Bir fırında şoför olarak çalışan Ahmet Öztel, evde kedi, köpek, kuş ve balık besleyenlerin aksine kendisine evcil hayvan olarak horozu seçti.
Öztel, semt pazarından çocuklarının evde beslemek için 2 horoz aldığını belirterek, 2-3 ay evde besledikten sonra horozlardan birini karganın telef ettiğini söyledi.
Horozu Behlül'e yaklaşık 10 yıldır evladı gibi baktığını ifade eden Öztel, Behlül'ün bakımını kendisinin yaptığını, mısır, buğday ve yeşilliklerle beslediğini kaydetti.
Ahmet Öztel, hava güzel olduğunda horozu Behlül'ü parka götürdüğünü aktararak, "Behlül'ü çimenlere bırakıyorum, mangal yapmaya da benimle geliyor, etrafımdan hiç ayrılmıyor. Bazen toprağa bulaşır, eve gelince onu ılık suyla yıkar güzelce kuruturum. Bana İstanbul'un yarısını verseniz ben Behlül'ümü vermem. O benim evladım gibi" dedi.

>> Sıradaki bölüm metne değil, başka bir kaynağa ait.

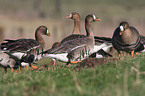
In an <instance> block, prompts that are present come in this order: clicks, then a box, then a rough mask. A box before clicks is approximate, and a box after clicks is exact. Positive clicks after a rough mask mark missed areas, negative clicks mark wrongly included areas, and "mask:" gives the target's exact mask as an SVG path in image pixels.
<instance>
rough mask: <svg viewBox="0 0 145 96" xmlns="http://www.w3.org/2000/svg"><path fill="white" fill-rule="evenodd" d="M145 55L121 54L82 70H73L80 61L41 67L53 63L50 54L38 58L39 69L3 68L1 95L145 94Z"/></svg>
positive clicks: (12, 95)
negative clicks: (38, 69)
mask: <svg viewBox="0 0 145 96" xmlns="http://www.w3.org/2000/svg"><path fill="white" fill-rule="evenodd" d="M144 57H145V54H138V55H136V56H134V58H132V57H131V56H121V57H120V60H118V59H116V60H113V61H111V62H108V63H105V64H103V62H100V64H101V66H98V65H99V64H98V63H95V65H96V67H95V68H87V67H86V68H81V69H80V70H79V71H77V70H74V67H75V66H77V64H76V65H71V66H70V67H69V68H66V67H65V63H62V62H59V61H57V66H48V67H45V68H42V67H41V66H43V65H46V64H51V63H52V62H51V60H50V59H48V58H46V59H42V60H40V61H39V62H38V63H39V65H36V66H39V67H40V70H29V71H25V69H24V68H23V70H22V72H17V73H15V72H14V73H11V72H7V73H5V72H4V70H3V69H0V75H1V78H0V96H144V94H145V91H144V90H145V67H144V65H145V59H144ZM109 59H110V60H111V59H113V58H109ZM98 60H99V59H98ZM41 68H42V69H41ZM30 69H31V68H30ZM9 71H10V70H9Z"/></svg>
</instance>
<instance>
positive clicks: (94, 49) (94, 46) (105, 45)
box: [94, 43, 107, 52]
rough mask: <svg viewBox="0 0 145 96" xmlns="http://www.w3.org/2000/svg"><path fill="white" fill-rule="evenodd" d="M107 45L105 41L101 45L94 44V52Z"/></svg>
mask: <svg viewBox="0 0 145 96" xmlns="http://www.w3.org/2000/svg"><path fill="white" fill-rule="evenodd" d="M106 46H107V44H106V43H103V44H102V45H99V46H98V45H95V46H94V52H97V51H99V50H100V49H102V48H103V47H106Z"/></svg>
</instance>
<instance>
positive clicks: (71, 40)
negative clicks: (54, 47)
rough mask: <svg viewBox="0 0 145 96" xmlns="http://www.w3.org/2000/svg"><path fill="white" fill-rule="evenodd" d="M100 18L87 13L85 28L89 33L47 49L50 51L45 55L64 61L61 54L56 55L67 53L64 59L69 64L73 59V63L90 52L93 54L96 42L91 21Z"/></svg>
mask: <svg viewBox="0 0 145 96" xmlns="http://www.w3.org/2000/svg"><path fill="white" fill-rule="evenodd" d="M98 20H100V19H96V17H95V15H93V14H89V15H87V16H86V18H85V28H86V34H87V35H86V37H84V38H75V39H73V40H69V41H66V42H64V43H62V44H61V45H60V46H58V47H56V48H54V49H50V50H48V51H46V52H48V53H47V54H46V56H45V57H52V56H54V58H56V59H61V60H62V61H63V59H62V56H61V57H59V55H57V56H56V54H59V53H60V54H61V53H66V56H64V55H63V56H64V59H65V60H64V61H65V62H68V63H67V64H69V63H70V62H71V61H72V62H71V63H73V62H75V61H79V60H83V59H84V58H86V57H88V56H89V54H92V53H93V52H94V44H95V41H94V35H93V32H92V30H91V23H92V22H93V21H98ZM55 56H56V57H55ZM57 57H58V58H57ZM66 58H68V59H66Z"/></svg>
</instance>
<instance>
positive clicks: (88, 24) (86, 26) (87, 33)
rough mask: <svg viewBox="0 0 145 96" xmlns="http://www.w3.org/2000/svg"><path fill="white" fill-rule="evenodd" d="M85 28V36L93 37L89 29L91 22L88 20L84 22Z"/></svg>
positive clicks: (91, 32) (89, 28)
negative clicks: (84, 22)
mask: <svg viewBox="0 0 145 96" xmlns="http://www.w3.org/2000/svg"><path fill="white" fill-rule="evenodd" d="M85 29H86V36H87V37H93V36H94V35H93V32H92V30H91V23H90V22H86V23H85Z"/></svg>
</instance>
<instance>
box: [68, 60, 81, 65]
mask: <svg viewBox="0 0 145 96" xmlns="http://www.w3.org/2000/svg"><path fill="white" fill-rule="evenodd" d="M78 62H82V61H80V60H78V61H70V63H72V64H75V63H78Z"/></svg>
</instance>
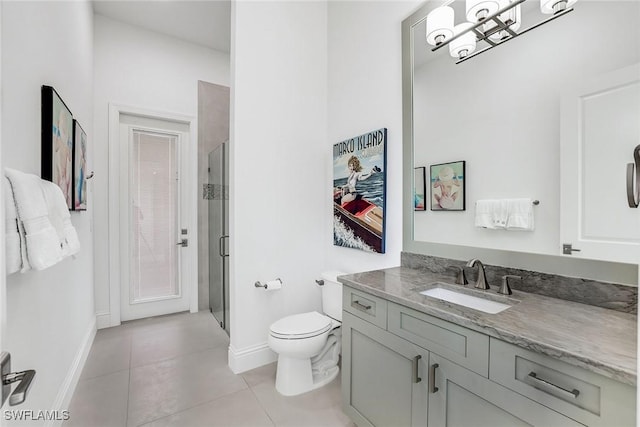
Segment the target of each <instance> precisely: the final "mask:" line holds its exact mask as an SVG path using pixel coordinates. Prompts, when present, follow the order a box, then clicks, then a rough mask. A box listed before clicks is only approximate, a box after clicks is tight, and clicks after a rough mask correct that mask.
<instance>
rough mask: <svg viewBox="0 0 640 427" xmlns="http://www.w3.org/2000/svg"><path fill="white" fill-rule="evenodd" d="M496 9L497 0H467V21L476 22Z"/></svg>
mask: <svg viewBox="0 0 640 427" xmlns="http://www.w3.org/2000/svg"><path fill="white" fill-rule="evenodd" d="M556 1H557V0H556ZM498 10H500V2H499V0H467V21H469V22H473V23H474V24H476V23H478V22H480V21H483V20H484V19H486V18H487V16H489V15H493V14H494V13H496V12H497V11H498Z"/></svg>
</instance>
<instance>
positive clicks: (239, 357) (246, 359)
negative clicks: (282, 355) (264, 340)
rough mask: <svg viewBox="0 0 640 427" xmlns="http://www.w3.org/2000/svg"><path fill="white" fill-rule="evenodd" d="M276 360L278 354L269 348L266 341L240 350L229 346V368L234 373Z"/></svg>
mask: <svg viewBox="0 0 640 427" xmlns="http://www.w3.org/2000/svg"><path fill="white" fill-rule="evenodd" d="M276 360H278V355H277V354H276V353H274V352H273V351H272V350H271V349H270V348H269V346H268V345H267V343H264V344H258V345H255V346H252V347H246V348H243V349H242V350H237V349H235V348H233V346H231V345H230V346H229V368H231V371H233V373H234V374H240V373H242V372H246V371H250V370H252V369H255V368H259V367H260V366H264V365H267V364H269V363H273V362H275V361H276Z"/></svg>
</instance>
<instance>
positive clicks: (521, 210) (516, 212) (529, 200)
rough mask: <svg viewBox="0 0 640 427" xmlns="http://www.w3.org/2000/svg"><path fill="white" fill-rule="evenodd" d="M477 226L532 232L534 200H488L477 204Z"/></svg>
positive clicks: (475, 225)
mask: <svg viewBox="0 0 640 427" xmlns="http://www.w3.org/2000/svg"><path fill="white" fill-rule="evenodd" d="M475 226H476V227H482V228H488V229H491V230H498V229H503V230H510V231H532V230H533V228H534V222H533V200H531V199H527V198H523V199H487V200H478V201H477V202H476V215H475Z"/></svg>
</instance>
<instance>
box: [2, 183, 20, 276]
mask: <svg viewBox="0 0 640 427" xmlns="http://www.w3.org/2000/svg"><path fill="white" fill-rule="evenodd" d="M4 195H5V200H4V207H5V253H6V268H7V274H13V273H15V272H17V271H20V269H21V268H22V256H21V250H20V237H21V236H20V232H19V228H18V213H17V212H16V204H15V201H14V199H13V190H12V189H11V184H10V183H9V180H8V179H7V178H6V177H5V179H4Z"/></svg>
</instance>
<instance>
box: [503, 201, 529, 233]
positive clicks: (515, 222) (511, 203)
mask: <svg viewBox="0 0 640 427" xmlns="http://www.w3.org/2000/svg"><path fill="white" fill-rule="evenodd" d="M507 211H508V217H507V226H506V228H507V230H519V231H533V228H534V223H533V200H531V199H526V198H525V199H508V200H507Z"/></svg>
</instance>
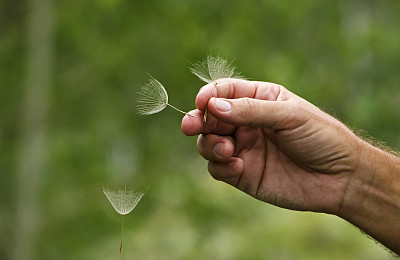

- Behlül'ün farkı şehirli olması
Zeytinburnu'nda ikamet eden Öztel, horozu Behlül'ün mahallenin maskotu haline geldiğini belirterek, "Akşam işten gelince Behlül ile evden kahveye kadar yürürüz, sonra arkadaşlarla oturur çay içeriz. Hatta ona da çay içiririm. Herkes sever onu, şimdiye kadar çok garipseyen insanlar oldu ama Behlül tasması olmadan özgürce hareket eder. Kimselere zarar vermedi. Kahvede okey bile oynuyoruz " diye konuştu.
Öztel, otobüse Behlül'ü almadıklarını için özel aracıyla seyahat ettiğini anlattı.
Horozunun kendisini çoğu kez trafik cezalarından da kurtardığını aktaran Öztel, "Kamyonda yük ağır diye beni durdurdular, yanımda Behlül'ü görünce şaşırdılar, Behlül'ü sevip beni bıraktılar. Onunla Trabzon'a da Çanakkale'ye de gittim. Benimle birlikte çay da topladı" dedi.
Behlül'ün farklı bir evcil hayvan olduğunu anlatan Öztel, "Nereye gitsem Behlül'ü yanımdan ayırmam, memlekette bahçeli bir evimiz var. Yaz günlerinde kapıyı açık bırakır uyuruz. Behlül kapıdan ayrılmaz, içeriye de kimseleri sokmaz" ifadelerini kullandı.